In mid-September the Westport Y leaves downtown, for new digs at Mahackeno.

A few days earlier, another longtime Post Road anchor will also go.

Max’s — a legendary art supply store (and, just as important, social hub for painters, illustrators and cartoonists) — closes on September 1.

Max's Art Supplies -- a long and familiar Post Road store.

Max’s Art Supplies — a long and familiar Post Road store.

For 59 years Max’s has occupied prime real estate, directly opposite the Y. But the end of Westport as an “artists’ colony,” coupled with the increasing role of technology in both art and commerce, spelled the end.

Owner Shirley Mellor has held on longer than any other merchant would. It’s been years since she’s made any money. But — as much as she loves her employees, her town and her dwindling customer base — she can’t lose money forever.

Max’s dates back to 1956, when Max Kaplan bought Fine Arts Stationers. He replaced paper and candy with pens, sketch pads, paints, brushes and canvases.

Part of a shelf at Max's, last Friday.

Part of a shelf at Max’s, last Friday.

Shirley was Max’s wife. He died in 1983. The next year she married artist Gordon Mellor, a widower. He died in 2001.

“We played a huge role in the art life of Westport,” Shirley says proudly. “All the artists knew us. And they were a sizable number.”

They came to Max’s for supplies, and stayed to socialize. Whitney Darrow Jr., Stevan Dohanos, Bernie Fuchs, Mel Casson, Dik Browne, Mort Walker, Stan Drake, Leonard Starr, Eric von Schmidt, Constance Kiermaier, Tom Funk, Gill Fox, Naiad and Walter Einsel, Ward Brackett, Neil Hardy, Miggs Burroughs — the names roll off Shirley’s tongue, like the old friends they were.

She points to a photo from 1981. It was Max’s 25th anniversary. A hundred artists posed on the sidewalk outside.

The famous 1981 photo. Another was taken in 2006, for Max's 50th anniversary.

The famous 1981 photo. Another was taken in 2006, for Max’s 50th anniversary.

Today, at least half are dead.
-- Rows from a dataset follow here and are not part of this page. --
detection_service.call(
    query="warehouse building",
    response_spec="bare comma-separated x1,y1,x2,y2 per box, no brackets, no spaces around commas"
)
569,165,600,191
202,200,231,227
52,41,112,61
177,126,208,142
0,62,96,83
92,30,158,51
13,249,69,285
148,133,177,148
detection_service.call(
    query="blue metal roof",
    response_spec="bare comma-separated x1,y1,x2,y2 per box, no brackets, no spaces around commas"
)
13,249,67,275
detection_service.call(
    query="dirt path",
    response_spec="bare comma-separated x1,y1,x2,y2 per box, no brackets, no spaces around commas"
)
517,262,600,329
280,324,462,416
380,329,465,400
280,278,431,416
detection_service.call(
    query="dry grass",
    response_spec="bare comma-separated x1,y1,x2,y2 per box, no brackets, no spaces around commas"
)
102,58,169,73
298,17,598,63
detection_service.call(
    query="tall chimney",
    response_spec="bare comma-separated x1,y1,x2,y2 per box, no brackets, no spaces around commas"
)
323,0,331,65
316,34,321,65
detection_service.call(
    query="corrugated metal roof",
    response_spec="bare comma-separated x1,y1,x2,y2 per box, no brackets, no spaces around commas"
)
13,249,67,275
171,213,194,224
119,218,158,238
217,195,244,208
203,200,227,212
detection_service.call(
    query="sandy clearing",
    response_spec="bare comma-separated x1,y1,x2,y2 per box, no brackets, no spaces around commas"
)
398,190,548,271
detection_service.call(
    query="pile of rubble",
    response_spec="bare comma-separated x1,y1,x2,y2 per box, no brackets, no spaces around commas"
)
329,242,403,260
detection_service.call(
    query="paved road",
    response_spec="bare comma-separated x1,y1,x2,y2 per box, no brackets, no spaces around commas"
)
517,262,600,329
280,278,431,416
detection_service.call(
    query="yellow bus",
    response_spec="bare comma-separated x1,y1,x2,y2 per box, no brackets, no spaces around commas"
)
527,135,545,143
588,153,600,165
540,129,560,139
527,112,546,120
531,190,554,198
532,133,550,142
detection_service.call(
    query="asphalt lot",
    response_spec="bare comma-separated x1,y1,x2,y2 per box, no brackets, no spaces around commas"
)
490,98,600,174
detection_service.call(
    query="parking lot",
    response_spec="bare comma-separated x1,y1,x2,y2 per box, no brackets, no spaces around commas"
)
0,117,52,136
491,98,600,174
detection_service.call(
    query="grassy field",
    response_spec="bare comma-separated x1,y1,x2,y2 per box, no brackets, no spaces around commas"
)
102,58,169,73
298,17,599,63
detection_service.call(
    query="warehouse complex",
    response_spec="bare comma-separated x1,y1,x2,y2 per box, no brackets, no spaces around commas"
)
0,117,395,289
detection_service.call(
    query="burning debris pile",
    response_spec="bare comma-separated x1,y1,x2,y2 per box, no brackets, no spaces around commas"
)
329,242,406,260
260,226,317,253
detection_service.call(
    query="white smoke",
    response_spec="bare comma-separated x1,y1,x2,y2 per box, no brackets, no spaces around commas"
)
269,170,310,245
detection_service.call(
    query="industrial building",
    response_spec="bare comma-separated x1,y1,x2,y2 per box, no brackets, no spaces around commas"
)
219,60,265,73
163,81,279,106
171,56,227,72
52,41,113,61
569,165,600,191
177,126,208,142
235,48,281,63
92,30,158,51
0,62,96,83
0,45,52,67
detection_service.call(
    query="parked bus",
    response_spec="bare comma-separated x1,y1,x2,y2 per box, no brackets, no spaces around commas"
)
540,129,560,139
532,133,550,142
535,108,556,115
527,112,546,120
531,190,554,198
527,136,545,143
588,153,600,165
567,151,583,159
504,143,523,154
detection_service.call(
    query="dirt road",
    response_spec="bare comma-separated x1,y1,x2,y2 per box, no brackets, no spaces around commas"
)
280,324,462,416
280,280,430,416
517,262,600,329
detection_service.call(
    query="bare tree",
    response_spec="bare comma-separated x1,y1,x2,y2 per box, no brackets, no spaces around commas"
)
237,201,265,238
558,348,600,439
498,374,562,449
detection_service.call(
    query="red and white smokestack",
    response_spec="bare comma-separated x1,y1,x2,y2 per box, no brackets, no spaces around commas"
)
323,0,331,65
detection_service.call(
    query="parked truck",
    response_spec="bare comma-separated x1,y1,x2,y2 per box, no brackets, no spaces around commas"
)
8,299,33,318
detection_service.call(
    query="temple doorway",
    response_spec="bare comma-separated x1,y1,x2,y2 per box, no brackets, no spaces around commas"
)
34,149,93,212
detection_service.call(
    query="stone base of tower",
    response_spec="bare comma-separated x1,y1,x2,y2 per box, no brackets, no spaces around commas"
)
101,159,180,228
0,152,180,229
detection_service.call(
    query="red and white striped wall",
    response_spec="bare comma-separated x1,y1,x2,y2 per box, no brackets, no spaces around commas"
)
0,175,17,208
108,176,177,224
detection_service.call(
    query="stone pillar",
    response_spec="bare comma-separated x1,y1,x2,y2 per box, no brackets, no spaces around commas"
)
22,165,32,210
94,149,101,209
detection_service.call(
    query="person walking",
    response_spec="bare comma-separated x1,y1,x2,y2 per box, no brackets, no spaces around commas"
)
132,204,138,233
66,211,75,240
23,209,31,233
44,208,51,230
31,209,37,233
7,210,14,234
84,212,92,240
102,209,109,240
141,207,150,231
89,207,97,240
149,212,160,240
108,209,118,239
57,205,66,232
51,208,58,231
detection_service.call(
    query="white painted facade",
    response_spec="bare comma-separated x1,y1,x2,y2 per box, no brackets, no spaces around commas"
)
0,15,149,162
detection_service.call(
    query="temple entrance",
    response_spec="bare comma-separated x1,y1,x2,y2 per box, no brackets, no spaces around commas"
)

That’s one reason Max’s is closing.

Another is the new nature of the art industry. The advent of computers changed the way illustrators worked. The rise of e-commerce changed the way they bought supplies.

Through the 1980s too, Westport was known as a marketing mecca. Industrial designers and marketing corporations were steady customers. When they moved out, Max lost more business.

For longer than she cares to recount, the store has not made money. At age 70 — well over a decade ago — Shirley took herself off the payroll.

Shirley Mellor at her desk, surrounded by original art from grateful customers.

Shirley Mellor at her desk, surrounded by original art from grateful customers.

Then she started subsidizing Max’s, out of her own pocket. She’s lucky, she says — she owns half of the building, as well as those that house neighboring Fig (formerly Schaefer’s Sporting Goods) and Dovecote (the old smoke shop, Quick Copy and beauty salon). “It was a good investment,” she says.

But it does not make up for the money that Max’s has been losing for so long.

Things were different, back in the day. The Fine Arts Theaters (now Restoration Hardware and Matsu Sushi) brought people downtown. So did the popular Ships Restaurant (now Tiffany).

“People were around. Now they’re not,” says Nina Royce.

Nina Royce, with plenty of "stuff" still left at Max's.

Nina Royce, with plenty of “stuff” still left at Max’s.

Nina has worked at Max’s since 1969. In 1975, she created the first window display of Westport artists. Since then — every month — Nina has made that spot an ever-changing, always-intriguing exhibition of local creativity.

New York Times art critic Hilton Kramer — a former Westporter — once wrote of a New York City gallery, “I’ve seen better shows at Max’s than this one.”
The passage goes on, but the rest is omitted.